Display model benchmark results
Quantize a model for faster inference
Compare model weights and visualize differences
Download a TriplaneGaussian model checkpoint
Evaluate LLM over-refusal rates with OR-Bench
Pergel: A Unified Benchmark for Evaluating Turkish LLMs
Create and manage ML pipelines with ZenML Dashboard
Create and upload a Hugging Face model card
Find and download models from Hugging Face
Calculate memory usage for LLM models
Persian Text Embedding Benchmark
View and compare language model evaluations
Browse and submit language model benchmarks
The Redteaming Resistance Leaderboard is a tool designed to benchmark and compare AI models based on their ability to resist adversarial attacks and maintain performance under challenging conditions. It provides a centralized platform to evaluate and rank models, offering insights into their robustness and reliability in real-world scenarios.
• Real-time Performance Tracking: continuously updates model performance metrics
• Head-to-Head Comparisons: ability to compare multiple models simultaneously
• Resistance Metrics: evaluates models based on their ability to withstand adversarial inputs
• Filtering System: allows users to filter models by specific criteria such as dataset, architecture, or performance thresholds
• Historical Data: provides access to past performance records for trend analysis
• Cross-Platform Compatibility: accessible on multiple devices and browsers
What is Redteaming in the context of AI models?
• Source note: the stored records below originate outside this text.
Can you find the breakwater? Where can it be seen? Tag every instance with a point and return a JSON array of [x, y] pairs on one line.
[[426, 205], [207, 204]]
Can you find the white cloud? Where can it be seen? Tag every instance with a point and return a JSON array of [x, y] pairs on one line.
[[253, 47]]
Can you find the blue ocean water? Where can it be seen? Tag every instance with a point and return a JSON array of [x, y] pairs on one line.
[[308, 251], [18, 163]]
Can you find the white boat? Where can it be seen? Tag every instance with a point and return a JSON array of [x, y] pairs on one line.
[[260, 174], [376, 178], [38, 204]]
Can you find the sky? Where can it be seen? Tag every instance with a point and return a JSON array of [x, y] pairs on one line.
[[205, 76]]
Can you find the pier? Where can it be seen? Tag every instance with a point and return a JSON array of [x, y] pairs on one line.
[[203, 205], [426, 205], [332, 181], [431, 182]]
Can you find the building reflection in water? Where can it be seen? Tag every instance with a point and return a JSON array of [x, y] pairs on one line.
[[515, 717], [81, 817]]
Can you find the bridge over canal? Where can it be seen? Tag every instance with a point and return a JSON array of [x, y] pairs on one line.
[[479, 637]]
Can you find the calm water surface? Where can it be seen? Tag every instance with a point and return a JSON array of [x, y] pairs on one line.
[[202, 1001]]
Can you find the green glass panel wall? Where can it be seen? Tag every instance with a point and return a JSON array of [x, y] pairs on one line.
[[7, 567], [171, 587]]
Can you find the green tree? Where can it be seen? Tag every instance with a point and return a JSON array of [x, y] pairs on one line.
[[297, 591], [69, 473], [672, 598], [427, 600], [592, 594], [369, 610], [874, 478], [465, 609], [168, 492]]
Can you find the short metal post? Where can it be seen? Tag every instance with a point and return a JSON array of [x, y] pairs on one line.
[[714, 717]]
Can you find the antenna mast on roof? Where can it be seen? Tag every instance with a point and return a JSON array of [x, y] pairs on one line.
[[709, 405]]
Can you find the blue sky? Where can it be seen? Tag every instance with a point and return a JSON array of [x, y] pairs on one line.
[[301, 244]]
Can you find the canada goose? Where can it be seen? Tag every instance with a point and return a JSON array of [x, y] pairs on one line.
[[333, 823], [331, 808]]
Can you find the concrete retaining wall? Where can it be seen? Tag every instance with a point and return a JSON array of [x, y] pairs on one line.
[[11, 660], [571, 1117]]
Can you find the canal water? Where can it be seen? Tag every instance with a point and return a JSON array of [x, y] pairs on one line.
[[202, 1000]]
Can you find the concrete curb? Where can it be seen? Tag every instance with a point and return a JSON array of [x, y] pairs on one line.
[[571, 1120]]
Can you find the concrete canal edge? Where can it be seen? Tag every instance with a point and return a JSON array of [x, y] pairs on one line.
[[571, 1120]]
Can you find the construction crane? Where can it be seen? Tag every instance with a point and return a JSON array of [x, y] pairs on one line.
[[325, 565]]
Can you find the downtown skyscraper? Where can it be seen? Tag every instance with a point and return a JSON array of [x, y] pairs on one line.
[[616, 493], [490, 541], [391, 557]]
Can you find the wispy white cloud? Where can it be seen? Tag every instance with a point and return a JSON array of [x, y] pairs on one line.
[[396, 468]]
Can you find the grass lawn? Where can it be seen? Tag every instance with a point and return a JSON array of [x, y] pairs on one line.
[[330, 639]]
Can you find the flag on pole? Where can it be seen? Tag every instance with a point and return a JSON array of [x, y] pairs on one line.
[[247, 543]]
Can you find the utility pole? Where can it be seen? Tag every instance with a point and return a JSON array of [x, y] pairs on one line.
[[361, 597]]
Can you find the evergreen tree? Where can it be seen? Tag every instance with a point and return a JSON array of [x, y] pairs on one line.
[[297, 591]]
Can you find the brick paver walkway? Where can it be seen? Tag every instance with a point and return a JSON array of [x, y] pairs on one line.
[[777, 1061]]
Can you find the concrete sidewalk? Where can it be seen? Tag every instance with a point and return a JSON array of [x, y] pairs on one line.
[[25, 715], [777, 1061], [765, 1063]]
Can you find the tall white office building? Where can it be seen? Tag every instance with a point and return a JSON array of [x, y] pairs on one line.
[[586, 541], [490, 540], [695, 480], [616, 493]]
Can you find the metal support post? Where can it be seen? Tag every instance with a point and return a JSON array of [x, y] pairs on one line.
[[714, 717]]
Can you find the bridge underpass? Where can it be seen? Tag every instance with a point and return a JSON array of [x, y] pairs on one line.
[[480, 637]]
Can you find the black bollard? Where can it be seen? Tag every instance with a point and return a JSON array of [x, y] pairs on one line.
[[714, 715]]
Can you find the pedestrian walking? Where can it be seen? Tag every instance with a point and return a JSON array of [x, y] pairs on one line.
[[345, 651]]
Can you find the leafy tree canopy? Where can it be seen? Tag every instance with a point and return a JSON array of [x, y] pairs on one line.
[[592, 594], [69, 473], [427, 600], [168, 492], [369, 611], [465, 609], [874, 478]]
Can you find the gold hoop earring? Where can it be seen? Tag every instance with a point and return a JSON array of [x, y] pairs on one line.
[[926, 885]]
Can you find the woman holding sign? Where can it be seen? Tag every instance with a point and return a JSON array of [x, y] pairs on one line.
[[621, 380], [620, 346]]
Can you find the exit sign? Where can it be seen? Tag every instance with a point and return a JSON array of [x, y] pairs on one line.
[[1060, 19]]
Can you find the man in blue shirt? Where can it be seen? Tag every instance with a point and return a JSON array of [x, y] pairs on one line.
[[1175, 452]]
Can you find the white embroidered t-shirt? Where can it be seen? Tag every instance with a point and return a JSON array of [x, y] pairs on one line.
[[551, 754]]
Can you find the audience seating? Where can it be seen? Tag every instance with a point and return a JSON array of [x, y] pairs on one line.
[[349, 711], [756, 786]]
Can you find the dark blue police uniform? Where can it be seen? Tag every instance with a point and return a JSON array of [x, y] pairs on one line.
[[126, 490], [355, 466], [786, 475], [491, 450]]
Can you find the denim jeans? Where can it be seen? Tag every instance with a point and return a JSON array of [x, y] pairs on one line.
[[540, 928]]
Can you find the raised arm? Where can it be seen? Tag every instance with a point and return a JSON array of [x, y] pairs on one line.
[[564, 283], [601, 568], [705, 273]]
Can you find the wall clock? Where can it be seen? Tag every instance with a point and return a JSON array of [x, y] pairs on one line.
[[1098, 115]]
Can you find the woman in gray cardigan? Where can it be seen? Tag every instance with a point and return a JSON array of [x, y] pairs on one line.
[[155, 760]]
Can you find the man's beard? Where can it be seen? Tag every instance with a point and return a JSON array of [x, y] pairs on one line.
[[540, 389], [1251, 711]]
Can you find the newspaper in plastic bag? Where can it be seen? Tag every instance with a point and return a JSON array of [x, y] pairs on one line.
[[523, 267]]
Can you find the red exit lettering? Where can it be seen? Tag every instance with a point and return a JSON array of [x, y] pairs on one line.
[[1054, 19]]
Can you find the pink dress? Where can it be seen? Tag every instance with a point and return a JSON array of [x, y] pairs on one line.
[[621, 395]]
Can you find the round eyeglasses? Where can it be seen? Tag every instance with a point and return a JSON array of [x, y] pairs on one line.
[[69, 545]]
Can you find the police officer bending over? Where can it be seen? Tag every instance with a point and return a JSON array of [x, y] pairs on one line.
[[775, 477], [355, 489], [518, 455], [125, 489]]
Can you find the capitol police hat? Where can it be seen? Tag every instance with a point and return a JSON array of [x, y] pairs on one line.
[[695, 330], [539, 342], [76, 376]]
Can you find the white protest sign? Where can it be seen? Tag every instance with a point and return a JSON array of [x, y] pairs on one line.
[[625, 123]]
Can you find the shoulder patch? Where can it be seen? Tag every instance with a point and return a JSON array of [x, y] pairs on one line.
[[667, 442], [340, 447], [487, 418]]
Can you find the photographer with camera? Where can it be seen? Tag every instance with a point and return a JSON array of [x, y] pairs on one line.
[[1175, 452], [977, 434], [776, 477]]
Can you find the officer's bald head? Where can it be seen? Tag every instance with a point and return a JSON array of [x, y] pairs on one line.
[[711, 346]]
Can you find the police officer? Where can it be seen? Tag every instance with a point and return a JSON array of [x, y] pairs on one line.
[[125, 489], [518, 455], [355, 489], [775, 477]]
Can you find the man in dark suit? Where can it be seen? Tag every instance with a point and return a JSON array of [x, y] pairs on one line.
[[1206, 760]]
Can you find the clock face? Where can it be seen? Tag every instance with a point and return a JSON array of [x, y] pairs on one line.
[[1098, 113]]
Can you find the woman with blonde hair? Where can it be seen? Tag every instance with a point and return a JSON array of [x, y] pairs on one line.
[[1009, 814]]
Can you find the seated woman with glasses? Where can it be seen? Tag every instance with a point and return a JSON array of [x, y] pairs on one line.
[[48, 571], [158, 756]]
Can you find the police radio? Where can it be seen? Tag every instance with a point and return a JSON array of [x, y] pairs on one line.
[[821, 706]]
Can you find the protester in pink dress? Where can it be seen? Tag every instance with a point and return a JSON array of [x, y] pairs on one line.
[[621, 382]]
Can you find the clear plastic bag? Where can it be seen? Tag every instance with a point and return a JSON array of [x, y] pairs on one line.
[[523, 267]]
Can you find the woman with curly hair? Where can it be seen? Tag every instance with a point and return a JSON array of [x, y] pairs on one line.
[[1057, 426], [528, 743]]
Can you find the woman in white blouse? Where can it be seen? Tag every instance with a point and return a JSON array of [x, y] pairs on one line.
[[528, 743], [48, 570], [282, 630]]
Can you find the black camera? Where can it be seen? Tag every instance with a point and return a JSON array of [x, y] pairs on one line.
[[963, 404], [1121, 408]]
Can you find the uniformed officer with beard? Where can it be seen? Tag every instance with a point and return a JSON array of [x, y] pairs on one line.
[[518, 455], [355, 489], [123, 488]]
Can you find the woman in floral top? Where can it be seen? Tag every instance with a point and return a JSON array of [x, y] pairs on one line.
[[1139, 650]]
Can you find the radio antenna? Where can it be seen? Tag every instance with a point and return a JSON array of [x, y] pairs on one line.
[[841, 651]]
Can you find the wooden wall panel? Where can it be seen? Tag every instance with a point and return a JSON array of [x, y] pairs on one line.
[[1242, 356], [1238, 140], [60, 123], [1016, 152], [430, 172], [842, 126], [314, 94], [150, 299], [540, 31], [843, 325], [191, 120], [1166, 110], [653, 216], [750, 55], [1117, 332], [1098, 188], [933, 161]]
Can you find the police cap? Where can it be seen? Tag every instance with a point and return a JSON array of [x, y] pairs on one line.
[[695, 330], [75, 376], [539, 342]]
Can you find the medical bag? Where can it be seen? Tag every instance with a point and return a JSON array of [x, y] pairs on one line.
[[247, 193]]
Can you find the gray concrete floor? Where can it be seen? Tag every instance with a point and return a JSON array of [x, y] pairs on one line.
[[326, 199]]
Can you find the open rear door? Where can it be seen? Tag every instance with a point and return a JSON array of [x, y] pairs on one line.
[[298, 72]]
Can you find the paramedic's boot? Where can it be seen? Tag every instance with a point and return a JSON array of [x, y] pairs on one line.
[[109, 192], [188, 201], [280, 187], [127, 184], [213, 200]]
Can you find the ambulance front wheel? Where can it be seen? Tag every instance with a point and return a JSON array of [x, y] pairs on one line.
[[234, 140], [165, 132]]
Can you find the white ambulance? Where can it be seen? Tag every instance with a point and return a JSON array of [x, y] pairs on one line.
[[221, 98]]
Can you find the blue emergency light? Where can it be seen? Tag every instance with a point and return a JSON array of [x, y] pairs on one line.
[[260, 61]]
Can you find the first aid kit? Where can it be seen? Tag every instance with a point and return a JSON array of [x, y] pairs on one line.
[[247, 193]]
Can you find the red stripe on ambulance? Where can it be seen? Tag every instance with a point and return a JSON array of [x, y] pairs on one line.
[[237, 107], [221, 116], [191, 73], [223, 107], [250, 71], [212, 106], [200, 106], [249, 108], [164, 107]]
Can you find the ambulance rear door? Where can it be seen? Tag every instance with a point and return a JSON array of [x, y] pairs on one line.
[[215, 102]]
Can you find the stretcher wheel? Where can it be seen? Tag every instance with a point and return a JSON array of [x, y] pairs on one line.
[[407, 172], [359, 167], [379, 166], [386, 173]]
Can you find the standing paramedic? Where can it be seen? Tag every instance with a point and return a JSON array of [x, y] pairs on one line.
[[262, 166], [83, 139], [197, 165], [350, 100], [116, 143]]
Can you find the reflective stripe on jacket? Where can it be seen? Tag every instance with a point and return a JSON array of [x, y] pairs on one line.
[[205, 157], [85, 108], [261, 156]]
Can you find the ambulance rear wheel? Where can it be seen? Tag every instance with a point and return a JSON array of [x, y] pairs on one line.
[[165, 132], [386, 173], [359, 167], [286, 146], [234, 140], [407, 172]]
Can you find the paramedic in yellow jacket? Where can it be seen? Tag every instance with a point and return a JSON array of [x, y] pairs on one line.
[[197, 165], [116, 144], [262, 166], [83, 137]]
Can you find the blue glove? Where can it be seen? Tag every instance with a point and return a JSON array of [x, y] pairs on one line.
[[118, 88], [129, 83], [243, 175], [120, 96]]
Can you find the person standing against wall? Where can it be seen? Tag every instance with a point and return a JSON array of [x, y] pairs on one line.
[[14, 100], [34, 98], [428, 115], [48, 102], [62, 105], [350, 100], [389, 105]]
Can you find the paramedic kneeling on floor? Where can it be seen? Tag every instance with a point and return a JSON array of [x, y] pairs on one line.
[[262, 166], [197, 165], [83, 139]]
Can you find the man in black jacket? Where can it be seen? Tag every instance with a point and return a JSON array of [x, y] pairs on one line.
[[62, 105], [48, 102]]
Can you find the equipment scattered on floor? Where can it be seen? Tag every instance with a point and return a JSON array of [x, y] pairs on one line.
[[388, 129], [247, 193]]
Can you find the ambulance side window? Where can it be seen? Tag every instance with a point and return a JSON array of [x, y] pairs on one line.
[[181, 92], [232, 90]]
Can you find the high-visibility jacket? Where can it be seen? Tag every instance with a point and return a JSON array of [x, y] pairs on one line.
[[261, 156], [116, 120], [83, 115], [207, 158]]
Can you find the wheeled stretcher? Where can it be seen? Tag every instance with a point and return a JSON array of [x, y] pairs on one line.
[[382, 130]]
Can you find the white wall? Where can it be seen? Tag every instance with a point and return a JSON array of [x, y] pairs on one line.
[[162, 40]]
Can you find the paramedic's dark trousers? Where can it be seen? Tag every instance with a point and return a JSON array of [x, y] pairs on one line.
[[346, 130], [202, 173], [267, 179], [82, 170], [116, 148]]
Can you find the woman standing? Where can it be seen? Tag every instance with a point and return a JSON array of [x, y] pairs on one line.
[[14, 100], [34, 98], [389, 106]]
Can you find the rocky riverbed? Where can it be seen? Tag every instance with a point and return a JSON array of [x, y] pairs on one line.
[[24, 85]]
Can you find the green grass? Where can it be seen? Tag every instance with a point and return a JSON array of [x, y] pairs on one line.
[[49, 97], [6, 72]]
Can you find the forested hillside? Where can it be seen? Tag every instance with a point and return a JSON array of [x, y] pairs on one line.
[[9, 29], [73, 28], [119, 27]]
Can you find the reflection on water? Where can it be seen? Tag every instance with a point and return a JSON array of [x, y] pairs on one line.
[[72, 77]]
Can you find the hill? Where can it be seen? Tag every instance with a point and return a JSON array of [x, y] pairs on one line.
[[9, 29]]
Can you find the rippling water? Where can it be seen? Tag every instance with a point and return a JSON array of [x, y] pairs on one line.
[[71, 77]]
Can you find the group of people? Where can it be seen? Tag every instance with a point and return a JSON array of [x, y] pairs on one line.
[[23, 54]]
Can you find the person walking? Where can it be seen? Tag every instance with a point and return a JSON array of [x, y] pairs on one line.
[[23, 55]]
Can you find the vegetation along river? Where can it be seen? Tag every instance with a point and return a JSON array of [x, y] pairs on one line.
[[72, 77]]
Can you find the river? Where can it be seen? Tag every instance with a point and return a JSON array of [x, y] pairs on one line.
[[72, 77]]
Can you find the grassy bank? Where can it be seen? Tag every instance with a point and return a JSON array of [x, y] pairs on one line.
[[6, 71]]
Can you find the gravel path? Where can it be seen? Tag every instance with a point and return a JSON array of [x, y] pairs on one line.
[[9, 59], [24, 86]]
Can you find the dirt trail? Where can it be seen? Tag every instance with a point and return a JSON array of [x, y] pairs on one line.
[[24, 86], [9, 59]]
Redteaming refers to the process of systematically testing AI models to identify vulnerabilities and measure their resistance to adversarial attacks or unexpected inputs.
How are models ranked on the leaderboard?
Models are ranked based on their performance under stress tests, including their ability to maintain accuracy and reliability when exposed to challenging or adversarial conditions.
Can I customize the metrics used for comparison?
Yes, the platform allows users to filter and customize the metrics used for comparison, enabling tailored analysis based on specific needs or use cases.